Don Mosier | Rimini Road
Representative Mike Levin (D, 49th) recently announced the formation of a SONGS Task Force to advise him on strategies to reduce the risk of storing megatons of nuclear waste at the site of the former nuclear generating station.
The task force is to be co-chaired by Dr. Gregory Jaczko, former Nuclear Regulatory Commission (NRC) Chair, and Admiral Len Hering, Executive Director of I Love a Clean San Diego. In a recently released book “Confessions of a Rogue Nuclear Regulator,” Dr. Jaczko makes two things perfectly clear. One is that some incredibly well-informed and well-intentioned people at the NRC are undoubtedly dedicated to public safety as their primary mission. The second is that the nuclear industry holds far too much sway over these people and uses lobbyists in Congress to make sure that they get what is best for their bottom line (excerpted from public comments made during the NRC webinar held Jan.29, 2019).

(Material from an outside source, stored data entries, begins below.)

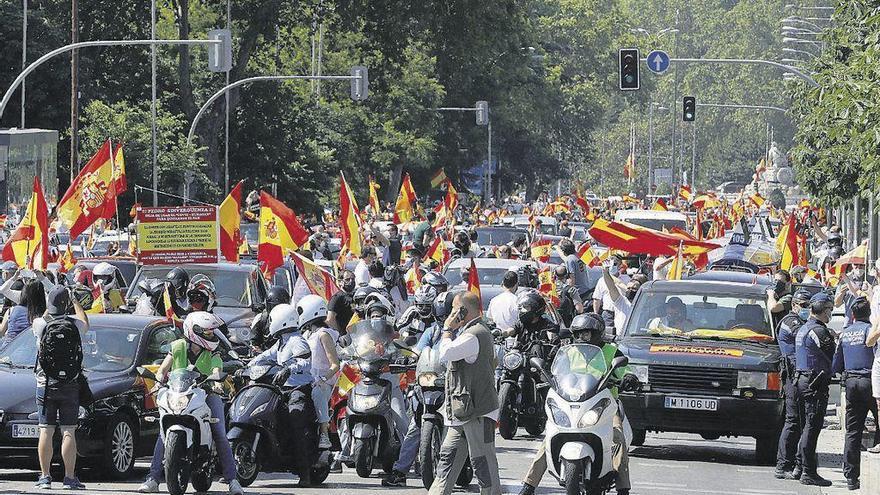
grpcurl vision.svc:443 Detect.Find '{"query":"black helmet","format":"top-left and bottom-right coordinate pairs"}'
top-left (422, 271), bottom-right (449, 294)
top-left (433, 290), bottom-right (462, 320)
top-left (266, 285), bottom-right (291, 311)
top-left (166, 267), bottom-right (190, 298)
top-left (792, 288), bottom-right (812, 306)
top-left (827, 232), bottom-right (842, 247)
top-left (570, 312), bottom-right (605, 343)
top-left (353, 285), bottom-right (379, 315)
top-left (517, 290), bottom-right (546, 324)
top-left (517, 265), bottom-right (539, 289)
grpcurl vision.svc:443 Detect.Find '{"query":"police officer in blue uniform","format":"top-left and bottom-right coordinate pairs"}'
top-left (774, 288), bottom-right (811, 480)
top-left (794, 292), bottom-right (836, 487)
top-left (831, 296), bottom-right (879, 491)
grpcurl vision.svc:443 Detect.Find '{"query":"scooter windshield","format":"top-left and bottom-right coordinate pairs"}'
top-left (167, 369), bottom-right (199, 393)
top-left (550, 344), bottom-right (608, 402)
top-left (348, 319), bottom-right (395, 362)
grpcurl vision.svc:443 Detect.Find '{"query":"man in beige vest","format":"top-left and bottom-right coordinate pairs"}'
top-left (428, 291), bottom-right (501, 495)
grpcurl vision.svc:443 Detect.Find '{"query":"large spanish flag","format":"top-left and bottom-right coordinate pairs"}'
top-left (467, 258), bottom-right (482, 308)
top-left (393, 173), bottom-right (418, 224)
top-left (368, 176), bottom-right (381, 215)
top-left (56, 140), bottom-right (116, 240)
top-left (2, 177), bottom-right (49, 269)
top-left (99, 143), bottom-right (128, 220)
top-left (589, 218), bottom-right (719, 258)
top-left (219, 181), bottom-right (243, 262)
top-left (258, 191), bottom-right (310, 275)
top-left (339, 173), bottom-right (362, 257)
top-left (291, 251), bottom-right (339, 302)
top-left (778, 214), bottom-right (799, 271)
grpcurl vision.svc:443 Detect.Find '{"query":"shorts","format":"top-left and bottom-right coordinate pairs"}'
top-left (36, 382), bottom-right (80, 427)
top-left (311, 381), bottom-right (333, 424)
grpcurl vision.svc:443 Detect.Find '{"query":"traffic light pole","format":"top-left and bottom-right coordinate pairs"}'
top-left (434, 104), bottom-right (492, 202)
top-left (642, 57), bottom-right (819, 88)
top-left (695, 102), bottom-right (788, 113)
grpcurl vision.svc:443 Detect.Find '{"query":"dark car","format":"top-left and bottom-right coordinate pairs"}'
top-left (617, 277), bottom-right (784, 464)
top-left (0, 314), bottom-right (180, 478)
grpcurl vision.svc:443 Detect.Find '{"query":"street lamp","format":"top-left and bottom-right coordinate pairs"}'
top-left (782, 17), bottom-right (826, 31)
top-left (631, 27), bottom-right (679, 37)
top-left (785, 4), bottom-right (835, 11)
top-left (783, 37), bottom-right (824, 49)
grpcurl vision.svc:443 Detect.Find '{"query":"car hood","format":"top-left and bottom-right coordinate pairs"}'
top-left (0, 368), bottom-right (135, 415)
top-left (619, 336), bottom-right (780, 371)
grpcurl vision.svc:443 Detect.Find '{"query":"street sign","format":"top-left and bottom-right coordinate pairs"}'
top-left (653, 167), bottom-right (672, 186)
top-left (136, 206), bottom-right (220, 265)
top-left (646, 50), bottom-right (670, 74)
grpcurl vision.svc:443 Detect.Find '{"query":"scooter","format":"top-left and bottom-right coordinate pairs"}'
top-left (137, 366), bottom-right (227, 495)
top-left (532, 344), bottom-right (633, 495)
top-left (227, 363), bottom-right (331, 487)
top-left (497, 340), bottom-right (552, 439)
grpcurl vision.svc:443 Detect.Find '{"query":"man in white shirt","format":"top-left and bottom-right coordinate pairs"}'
top-left (593, 257), bottom-right (630, 332)
top-left (486, 270), bottom-right (519, 331)
top-left (600, 266), bottom-right (642, 333)
top-left (354, 246), bottom-right (377, 286)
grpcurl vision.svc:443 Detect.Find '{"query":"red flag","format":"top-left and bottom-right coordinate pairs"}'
top-left (467, 258), bottom-right (481, 308)
top-left (589, 218), bottom-right (719, 258)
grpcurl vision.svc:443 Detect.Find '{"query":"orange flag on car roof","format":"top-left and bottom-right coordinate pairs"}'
top-left (219, 181), bottom-right (244, 263)
top-left (258, 191), bottom-right (310, 276)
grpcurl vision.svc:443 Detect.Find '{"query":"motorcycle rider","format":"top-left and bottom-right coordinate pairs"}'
top-left (163, 267), bottom-right (190, 318)
top-left (362, 294), bottom-right (410, 439)
top-left (519, 313), bottom-right (637, 495)
top-left (505, 291), bottom-right (560, 353)
top-left (422, 271), bottom-right (450, 295)
top-left (250, 285), bottom-right (291, 349)
top-left (397, 285), bottom-right (439, 339)
top-left (775, 288), bottom-right (811, 480)
top-left (297, 295), bottom-right (341, 451)
top-left (553, 264), bottom-right (584, 327)
top-left (327, 271), bottom-right (356, 334)
top-left (187, 274), bottom-right (217, 313)
top-left (138, 312), bottom-right (242, 495)
top-left (249, 303), bottom-right (317, 487)
top-left (92, 262), bottom-right (125, 312)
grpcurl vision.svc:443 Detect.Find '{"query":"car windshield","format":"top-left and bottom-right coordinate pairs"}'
top-left (475, 228), bottom-right (528, 247)
top-left (444, 266), bottom-right (512, 287)
top-left (0, 326), bottom-right (143, 372)
top-left (129, 266), bottom-right (260, 307)
top-left (551, 344), bottom-right (608, 402)
top-left (623, 218), bottom-right (687, 232)
top-left (624, 290), bottom-right (774, 343)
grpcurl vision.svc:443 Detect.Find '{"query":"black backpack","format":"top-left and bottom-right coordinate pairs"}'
top-left (38, 316), bottom-right (83, 384)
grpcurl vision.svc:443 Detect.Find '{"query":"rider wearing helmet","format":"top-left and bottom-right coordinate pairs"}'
top-left (775, 288), bottom-right (811, 478)
top-left (92, 262), bottom-right (125, 311)
top-left (395, 285), bottom-right (438, 341)
top-left (251, 285), bottom-right (291, 349)
top-left (422, 271), bottom-right (449, 294)
top-left (186, 274), bottom-right (217, 313)
top-left (297, 295), bottom-right (340, 452)
top-left (364, 291), bottom-right (396, 322)
top-left (162, 267), bottom-right (190, 318)
top-left (249, 303), bottom-right (315, 487)
top-left (508, 290), bottom-right (559, 345)
top-left (139, 312), bottom-right (242, 495)
top-left (520, 312), bottom-right (636, 495)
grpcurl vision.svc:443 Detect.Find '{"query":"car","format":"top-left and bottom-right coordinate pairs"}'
top-left (614, 209), bottom-right (688, 232)
top-left (73, 257), bottom-right (139, 290)
top-left (126, 263), bottom-right (268, 344)
top-left (0, 314), bottom-right (181, 478)
top-left (443, 257), bottom-right (540, 309)
top-left (512, 215), bottom-right (557, 235)
top-left (474, 226), bottom-right (530, 248)
top-left (617, 275), bottom-right (784, 464)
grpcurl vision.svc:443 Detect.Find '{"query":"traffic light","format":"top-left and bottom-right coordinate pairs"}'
top-left (618, 48), bottom-right (640, 91)
top-left (207, 29), bottom-right (233, 72)
top-left (475, 101), bottom-right (489, 126)
top-left (683, 96), bottom-right (696, 122)
top-left (350, 66), bottom-right (369, 101)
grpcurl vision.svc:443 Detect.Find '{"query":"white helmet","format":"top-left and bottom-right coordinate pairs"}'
top-left (296, 294), bottom-right (328, 328)
top-left (93, 262), bottom-right (118, 290)
top-left (268, 303), bottom-right (299, 337)
top-left (183, 311), bottom-right (224, 352)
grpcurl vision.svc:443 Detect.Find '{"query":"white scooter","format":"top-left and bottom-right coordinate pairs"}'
top-left (531, 344), bottom-right (633, 495)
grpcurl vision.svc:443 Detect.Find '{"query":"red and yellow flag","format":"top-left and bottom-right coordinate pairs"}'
top-left (368, 176), bottom-right (381, 215)
top-left (2, 176), bottom-right (49, 269)
top-left (467, 258), bottom-right (482, 308)
top-left (58, 243), bottom-right (76, 273)
top-left (444, 180), bottom-right (459, 213)
top-left (652, 198), bottom-right (668, 211)
top-left (667, 241), bottom-right (685, 280)
top-left (678, 185), bottom-right (693, 203)
top-left (778, 214), bottom-right (800, 271)
top-left (405, 266), bottom-right (422, 295)
top-left (750, 193), bottom-right (765, 208)
top-left (393, 173), bottom-right (418, 224)
top-left (339, 173), bottom-right (363, 257)
top-left (291, 251), bottom-right (340, 302)
top-left (336, 363), bottom-right (361, 396)
top-left (588, 218), bottom-right (718, 258)
top-left (537, 267), bottom-right (560, 308)
top-left (219, 181), bottom-right (244, 263)
top-left (623, 152), bottom-right (635, 179)
top-left (430, 168), bottom-right (448, 188)
top-left (162, 284), bottom-right (183, 327)
top-left (56, 140), bottom-right (117, 241)
top-left (86, 284), bottom-right (106, 314)
top-left (530, 239), bottom-right (553, 263)
top-left (577, 243), bottom-right (605, 267)
top-left (692, 194), bottom-right (721, 210)
top-left (425, 237), bottom-right (451, 268)
top-left (258, 191), bottom-right (310, 276)
top-left (99, 143), bottom-right (127, 220)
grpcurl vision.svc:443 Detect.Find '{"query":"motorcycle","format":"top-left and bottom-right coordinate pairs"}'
top-left (227, 363), bottom-right (331, 487)
top-left (343, 319), bottom-right (404, 478)
top-left (497, 339), bottom-right (553, 439)
top-left (532, 344), bottom-right (633, 495)
top-left (137, 366), bottom-right (227, 495)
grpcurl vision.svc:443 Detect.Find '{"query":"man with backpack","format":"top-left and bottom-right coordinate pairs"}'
top-left (33, 286), bottom-right (90, 490)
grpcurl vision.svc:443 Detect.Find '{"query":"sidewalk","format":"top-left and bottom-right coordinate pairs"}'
top-left (816, 405), bottom-right (879, 494)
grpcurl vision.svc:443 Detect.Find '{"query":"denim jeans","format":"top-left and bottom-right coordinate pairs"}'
top-left (393, 416), bottom-right (421, 473)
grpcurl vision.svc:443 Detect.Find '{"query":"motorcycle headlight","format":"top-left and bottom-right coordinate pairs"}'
top-left (418, 373), bottom-right (438, 387)
top-left (629, 365), bottom-right (649, 385)
top-left (353, 394), bottom-right (380, 410)
top-left (737, 371), bottom-right (768, 390)
top-left (547, 398), bottom-right (570, 427)
top-left (170, 394), bottom-right (191, 413)
top-left (578, 398), bottom-right (612, 427)
top-left (503, 351), bottom-right (524, 371)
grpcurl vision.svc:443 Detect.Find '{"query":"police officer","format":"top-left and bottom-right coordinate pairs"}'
top-left (774, 288), bottom-right (811, 480)
top-left (794, 292), bottom-right (836, 487)
top-left (831, 296), bottom-right (879, 491)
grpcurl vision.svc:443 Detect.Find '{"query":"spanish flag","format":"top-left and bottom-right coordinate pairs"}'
top-left (218, 181), bottom-right (243, 263)
top-left (56, 140), bottom-right (117, 241)
top-left (99, 143), bottom-right (127, 220)
top-left (750, 193), bottom-right (765, 208)
top-left (258, 191), bottom-right (310, 276)
top-left (530, 239), bottom-right (554, 263)
top-left (58, 243), bottom-right (76, 273)
top-left (588, 218), bottom-right (718, 258)
top-left (393, 173), bottom-right (418, 224)
top-left (652, 198), bottom-right (668, 211)
top-left (537, 267), bottom-right (560, 307)
top-left (339, 173), bottom-right (362, 257)
top-left (667, 241), bottom-right (684, 280)
top-left (692, 194), bottom-right (721, 210)
top-left (623, 151), bottom-right (635, 179)
top-left (430, 168), bottom-right (448, 188)
top-left (444, 180), bottom-right (459, 213)
top-left (86, 284), bottom-right (106, 314)
top-left (368, 176), bottom-right (382, 215)
top-left (425, 237), bottom-right (450, 268)
top-left (336, 363), bottom-right (361, 396)
top-left (405, 266), bottom-right (422, 295)
top-left (2, 176), bottom-right (49, 269)
top-left (162, 284), bottom-right (183, 327)
top-left (678, 185), bottom-right (693, 203)
top-left (577, 243), bottom-right (604, 267)
top-left (291, 251), bottom-right (339, 302)
top-left (778, 214), bottom-right (800, 271)
top-left (467, 258), bottom-right (482, 308)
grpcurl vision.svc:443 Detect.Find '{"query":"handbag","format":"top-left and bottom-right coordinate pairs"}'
top-left (77, 373), bottom-right (94, 407)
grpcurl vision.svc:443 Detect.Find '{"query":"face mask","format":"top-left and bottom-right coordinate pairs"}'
top-left (609, 265), bottom-right (620, 277)
top-left (626, 289), bottom-right (638, 301)
top-left (798, 308), bottom-right (810, 320)
top-left (851, 269), bottom-right (865, 280)
top-left (519, 312), bottom-right (535, 326)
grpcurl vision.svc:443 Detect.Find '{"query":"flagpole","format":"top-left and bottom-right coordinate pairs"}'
top-left (108, 138), bottom-right (122, 249)
top-left (25, 178), bottom-right (36, 269)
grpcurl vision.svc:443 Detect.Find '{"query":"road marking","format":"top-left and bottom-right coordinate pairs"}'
top-left (640, 462), bottom-right (689, 469)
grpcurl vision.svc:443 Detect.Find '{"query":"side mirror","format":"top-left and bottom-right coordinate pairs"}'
top-left (611, 355), bottom-right (629, 370)
top-left (529, 356), bottom-right (552, 383)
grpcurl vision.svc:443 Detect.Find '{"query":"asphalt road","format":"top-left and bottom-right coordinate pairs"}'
top-left (0, 429), bottom-right (855, 495)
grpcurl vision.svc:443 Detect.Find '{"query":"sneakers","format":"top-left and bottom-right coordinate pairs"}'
top-left (381, 470), bottom-right (407, 487)
top-left (35, 475), bottom-right (52, 490)
top-left (138, 478), bottom-right (160, 493)
top-left (868, 444), bottom-right (880, 454)
top-left (800, 473), bottom-right (833, 487)
top-left (61, 476), bottom-right (86, 490)
top-left (790, 466), bottom-right (802, 480)
top-left (518, 483), bottom-right (536, 495)
top-left (847, 479), bottom-right (860, 491)
top-left (318, 431), bottom-right (332, 449)
top-left (228, 479), bottom-right (244, 495)
top-left (773, 468), bottom-right (788, 479)
top-left (329, 458), bottom-right (343, 473)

The investigation of the Aug. 3, 2018 near drop incident at SONGS continues. Here is the most recent communication between Southern California Edison (SCE) and the NRC about improving the procedure of transferring the canisters containing spent fuel rods from the cooling pool to the vertical silos where they will be stored until they can be moved to another site:
“The vertical cask transporter (VCT) is a mobile gantry crane that is used to transport and download fuel canisters into an Independent Spent Fuel Storage Installation (ISFSI) enclosure. Twenty-nine canisters have been downloaded into the San Onofre nuclear plant ISFSI in this manner since January 2018. The Holtec (the canister manufacturer) UMAX Certificate of Compliance requires that lifting of a loaded spent fuel canister must be performed with redundant (i.e., single-failure-proof) load drop protection features. [This procedure was not followed during the August 3rd incident]. SCE has directed its vendor, Holtec, to perform this further seismic analysis. While the additional analysis may conclude that the VCT is stable and functional during these transitioning periods, SCE will work with the vendor should modifications to the canister transport process become necessary.”
This sounds like SCE is blaming Holtec for SCE’s failure to provide adequate training and oversight of the canister transfer operation, and then asking its vendor who profits from selling the canisters to fix the problem. Let’s hope that the new Task Force can hold SCE responsible and get the NRC to take public safety seriously.